Dieu sait pourtant s’il n’était pas communiste, Serge Gainsbourg. Il ne perdra jamais de vue que son père avait fui la révolution bolchevique. En 1984, un an après que Mitterrand a largué le cadavre du socialisme dans un virage à 180°, celui de la rigueur, Gainsbourg brûle un billet de 500 francs dans une émission de télé restée célèbre, pour expliquer qu’il est taxé à 74 %. Le bouclier fiscal n’existait pas alors, même si, contrairement à tant d’autres stars (Delon, Aznavour), Gainsbourg ne s’évadera jamais fiscalement en s’installant à l’étranger. C’est un Français qui entend le demeurer. C’est même, du fait de ses origines slaves, dans le faux paradoxe de l’assimilation, un plus que Français. Mais là, il est furax contre les socialistes. Dans cette même émission, il déclare, un rien démago : « J’aimerais que les pauvres aient tous des Rolls et moi j’ai vendu la mienne. Voilà le travail socialiste. » Et puis surtout, il balance cette parabole du plus parfait mauvais goût : « En mai 1981, je me trouvais rue Saint-Denis. Et je vois une supernana qui faisait le trottoir. « Hey, Gainsbourg, tu montes »... « Toi tu connais mon nom, mais je ne connais pas le tien »... « Moi, je m’appelle socialisme ! » Elle est superbe, maquillée un peu outrageusement. Je lui dis : « Oui, mais combien tu veux »... « Tu paieras après. » On monte, elle se déloque et en fait, c’est un immonde travelo. Elle se tourne et me dit : « Tiens, prends-moi par le communisme ! » Bien, c’était une parabole. Ceci dit on va tellement dans le foutoir que bientôt, c’est plus du café qu’on va boire, c’est de l’eau chaude. »

AU BOUT DE LA MODERNITE

Dali avait dit : « Picasso est espagnol, moi aussi.

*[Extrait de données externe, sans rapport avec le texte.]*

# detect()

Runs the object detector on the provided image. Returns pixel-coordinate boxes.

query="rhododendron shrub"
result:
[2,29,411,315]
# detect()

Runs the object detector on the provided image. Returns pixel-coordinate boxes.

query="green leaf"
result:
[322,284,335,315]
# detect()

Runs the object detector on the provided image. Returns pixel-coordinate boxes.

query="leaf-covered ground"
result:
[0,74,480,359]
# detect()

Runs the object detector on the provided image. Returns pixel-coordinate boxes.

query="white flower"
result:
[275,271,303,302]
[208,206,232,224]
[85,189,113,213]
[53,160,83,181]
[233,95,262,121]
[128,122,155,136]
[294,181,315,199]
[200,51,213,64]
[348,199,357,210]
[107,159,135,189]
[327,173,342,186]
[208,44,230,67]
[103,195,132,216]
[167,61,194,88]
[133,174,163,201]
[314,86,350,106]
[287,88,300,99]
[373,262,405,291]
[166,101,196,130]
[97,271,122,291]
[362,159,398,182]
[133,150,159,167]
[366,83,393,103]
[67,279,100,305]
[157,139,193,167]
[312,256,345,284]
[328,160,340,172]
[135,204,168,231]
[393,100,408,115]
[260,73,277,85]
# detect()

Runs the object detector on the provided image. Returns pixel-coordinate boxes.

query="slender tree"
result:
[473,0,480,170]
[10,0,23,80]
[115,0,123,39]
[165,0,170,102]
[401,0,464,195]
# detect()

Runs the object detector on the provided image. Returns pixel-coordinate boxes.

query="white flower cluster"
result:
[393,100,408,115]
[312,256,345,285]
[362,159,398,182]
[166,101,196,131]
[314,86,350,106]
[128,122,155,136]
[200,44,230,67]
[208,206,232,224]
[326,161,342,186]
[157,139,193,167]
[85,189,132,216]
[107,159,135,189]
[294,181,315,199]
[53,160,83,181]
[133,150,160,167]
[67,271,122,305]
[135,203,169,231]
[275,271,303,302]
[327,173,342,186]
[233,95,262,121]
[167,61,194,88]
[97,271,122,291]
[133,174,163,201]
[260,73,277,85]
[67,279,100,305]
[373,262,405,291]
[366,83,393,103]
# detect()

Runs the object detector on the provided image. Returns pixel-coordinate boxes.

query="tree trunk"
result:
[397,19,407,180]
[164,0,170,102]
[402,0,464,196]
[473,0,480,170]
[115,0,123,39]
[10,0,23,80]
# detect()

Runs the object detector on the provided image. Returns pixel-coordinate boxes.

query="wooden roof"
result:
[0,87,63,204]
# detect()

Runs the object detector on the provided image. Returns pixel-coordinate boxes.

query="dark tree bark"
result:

Picasso est peintre, moi aussi. Picasso est communiste, moi non plus. » Et Gainsbourg, itou. Au contraire, ce dernier aimait l’ordre, la hiérarchie, les flics, les militaires. Fétichiste, collectionneur, il était comme tous les fétichistes et collectionneurs : à savoir, conservateur. Du passé, il faisait plutôt table basse, dans son hôtel particulier de la rue de Verneuil où s’empilaient ses souvenirs. Certes, sur la question de l’ordre, il était sans doute un brin dérangé : chez lui, tout avait l’air en vrac mais en réalité posé dans un rapport millimétré, maniaque, inamovible dans l’espace. En fait, tout en lui, et ses déclarations, signale ce qu’on appelait à l’époque un anar de droite. D’où sans doute la rivalité de trente ans avec son collègue Léo Ferré, anar de gauche. A eux deux, dans les années 1970, ils vont en tout cas se partager l’extrême pointe de la modernité de la chanson française. L’un dira le signifié (Ferré), l’autre le signifiant (Gainsbourg). Car les anars de droite ont ceci de sympathique qu’ils ne sont jamais vraiment sérieux, d’un point de vue politique.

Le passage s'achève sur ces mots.